Wer Düngemittel effizient und sparsam einsetzt, sichert Ernten und schützt zugleich das Klima. - BMZ-Staatssekretär Flasbarth

„Wir brauchen eine Transformation der Landwirtschaft und des Ernährungssystem hin zu ökologischer, sozialer und wirtschaftlicher Nachhaltigkeit“, so Flasbarth weiter. Kleinbauern und Kleinbäuerinnen in einkommensschwachen Ländern hätten eine wichtige Rolle bei der Sicherstellung der Ernährung. In Zeiten, in denen Düngemittel aufgrund des russischen Angriffskriegs so teuer wie nie zuvor sind, seien sie ganz besonders auf Unterstützung angewiesen. Wenn sie geringere Ernten einfahren, treibt das Millionen Menschen in den Hunger. „Dem muss die Weltgemeinschaft konkrete Initiativen wie diese entgegen setzen. Wer Düngemittel effizient und sparsam einsetzt, sichert Ernten und schützt zugleich das Klima“, sagte Flasbarth.

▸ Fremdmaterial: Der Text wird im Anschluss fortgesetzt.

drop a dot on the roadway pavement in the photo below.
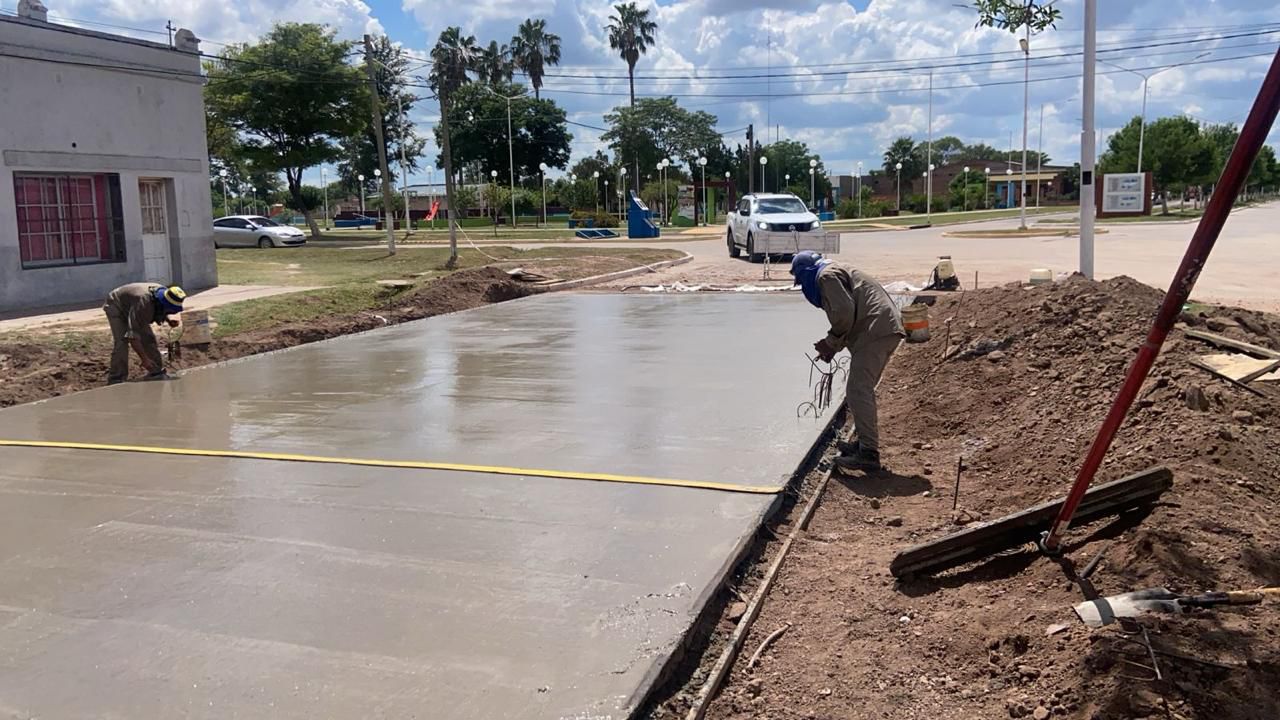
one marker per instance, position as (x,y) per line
(159,586)
(1243,269)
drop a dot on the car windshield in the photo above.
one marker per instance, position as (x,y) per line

Das International Fertilizer Development Center (IFDC) schätzt, dass die Düngemittelnachfrage in Subsahara-Afrika in diesem Jahr aufgrund der Preissteigerungen um 30 % zurückgehen wird. Dies könnte dazu führen, dass 30 Mio. t weniger Nahrungsmittel produziert werden, was dem Bedarf von 100 Millionen Menschen entspricht.

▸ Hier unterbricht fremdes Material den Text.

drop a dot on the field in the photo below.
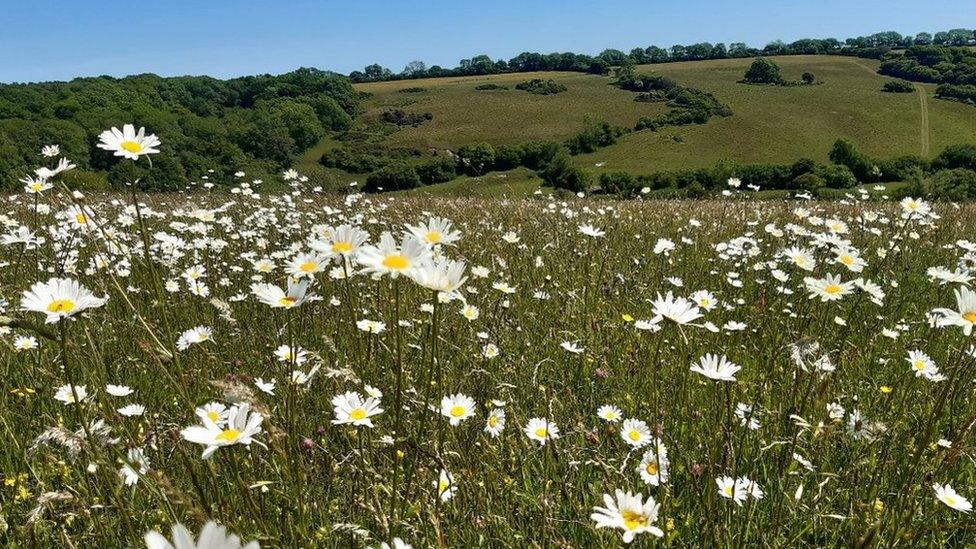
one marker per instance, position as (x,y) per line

Biden will 100 Mio. $ einsammeln

US-Präsident Joe Biden hatte im Juni 2022 die "Global Fertilizer Challenge" ins Leben gerufen. Er steckte das Ziel, bis zur Weltklimakonferenz in Scharm El Scheich mit Unterstützung von Regierungen, Privatwirtschaft und Stiftungen dafür einen Betrag von 100 Mio. $ zu mobilisieren. Deutschland beteiligt sich nun mit insgesamt 13,6 Mio. € an dieser neuen Initiative.

Ziel der Global Fertilizer Challenge ist es laut dem BMZ, in Zeiten hoher Düngemittelpreise das Prinzip „Viel hilft viel“ zu korrigieren. Stattdessen soll ein Win-Win-Szenario umgesetzt werden nach dem Motto „Weniger Dünger – mehr Ertrag“. Dieser doppelte Fortschritt soll durch ein breites Spektrum von Maßnahmen wie verbesserte Bedarfsanalysen, mehr Planung, Schulungsangebote oder durch die Förderung alternativer Anbaumethoden, die Steigerung der Düngereffizienz und die Förderung von Alternativen zu Mineraldüngern ermöglicht werden.